Watts Water Technologies designs, manufactures and distributes water- and energy-management products for residential, commercial and industrial buildings across four principal categories (residential & commercial flow control ~60% of 2024 sales, HVAC & gas ~24%, drainage & water re‑use ~11% and water quality ~5%). The company is pursuing a smart-and-connected strategy (smart-enabled products represented ~25% of revenue in 2024, with the Nexa system and 25 new smart products launched in 2024) while growing through selective M&A (14 acquisitions since 2015, four in the last two years). Sales are largely through wholesale distributors (~66% of 2024 sales) and Watts operates an integrated global manufacturing footprint with significant engineering/testing capabilities. Management emphasizes price realization, productivity and cash generation while investing in ERP (multi‑year SAP rollout), capex and smart product development.
Given Watts’ business mix and recent disclosures, executive pay is likely tied to a blend of near‑term operational metrics (organic sales growth, adjusted operating income or gross margin expansion, and SG&A productivity) and longer‑term value measures (adjusted EPS, free cash flow, ROIC and successful M&A integration). The company’s emphasis on acquisitions, margin recovery, smart-product adoption (%) and cash generation (operating cash flow and free cash flow) creates incentives for management to prioritize price realization, cost productivity and accretive acquisitions — all logical performance metrics for annual bonuses and performance‑based equity (PSUs/RSUs). Industry norms in Industrials / Specialty Industrial Machinery also favor a mix of cash bonuses and long‑term equity that vests on multi‑year financial and TSR/ROIC goals, with retention features for integration risk; Watts’ capital allocation (dividends, modest buybacks, and use of revolver for acquisitions) and rising interest expense further link compensation to leverage and FCF targets. Compliance and product‑certification risk (code adherence, product liability, environmental accruals) mean compensation plans may include governance, safety and compliance scorecards and be subject to clawback provisions.

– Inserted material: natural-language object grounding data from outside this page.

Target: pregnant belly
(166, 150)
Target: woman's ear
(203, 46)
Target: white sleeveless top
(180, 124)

Insider trading at Watts may cluster around macro and firm events that materially affect near‑term demand and margins — e.g., tariff announcements (notably proposed U.S. import tariff discussions), acquisition closes and integration updates, quarterly earnings that reflect price realization and margin progression, and ERP or restructuring milestones (French restructuring noted). Because the company has strong cash generation and periodic acquisition financings, insiders may also exercise equity awards to cover taxes or diversify, so look for option exercises and sell‑to‑cover patterns following grant vesting or after earnings beats. Executives should and likely do use trading plans (10b5‑1) given frequent M&A activity and predictable seasonality in construction cycles; remember standard regulatory windows and Form 4 reporting obligations (timely public disclosure). Finally, watch for insider activity ahead of or following material non‑public events tied to regulatory/code approvals, product launches (smart/Nexa), or litigation/reserve developments, as those can move sentiment sharply in this sector.